There are no proven preventative drug therapies for COVID-19. Furthermore, many people, in particular in LMICs, will be without vaccines for years. A drug that has moderate protective benefit can still save thousands of lives, a result demonstrating moderate protection is well within the confidence intervals shown in the WHO’s guideline. As such the study remains scientifically justified and important. Finding out whether hydroxychloroquine provides protective benefit is particularly important for those areas where vaccine deployment will be delayed, or if vaccine escape mutants appear.

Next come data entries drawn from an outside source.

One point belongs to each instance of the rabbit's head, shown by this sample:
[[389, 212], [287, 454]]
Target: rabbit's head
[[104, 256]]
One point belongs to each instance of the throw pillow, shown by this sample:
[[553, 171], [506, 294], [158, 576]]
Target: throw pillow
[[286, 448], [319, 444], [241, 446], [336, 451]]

WHO recommendations should always be taken seriously and they are certainly influential. We have always supported the recommendation against the routine use of hydroxychloroquine in either treatment or prevention of COVID-19, but we disagree that currently available evidence provides ‘high certainty’ of lack of benefit in prevention. As shown there is substantial uncertainty. The WHO guideline’s assessment of tolerability in chemoprophylaxis based on study withdrawals appears to be a calculation error. The WHO recommendations on hydroxychloroquine in prevention are, according to the authors, ‘a living guideline’ and they state that given the number of ongoing studies ‘further evidence will emerge to inform policy and practice’. The COPCOV trial will contribute to this and should continue. A definitive answer is needed. More evidence is likely to emerge in the near future, which may affect our decision to continue with the study. We will continue to review this evidence as it appears.
We believe the right thing to do is to continue to conduct the COPCOV study while we can. As ever, we appreciate your ongoing support, in what has been the difficult pursuit of truth.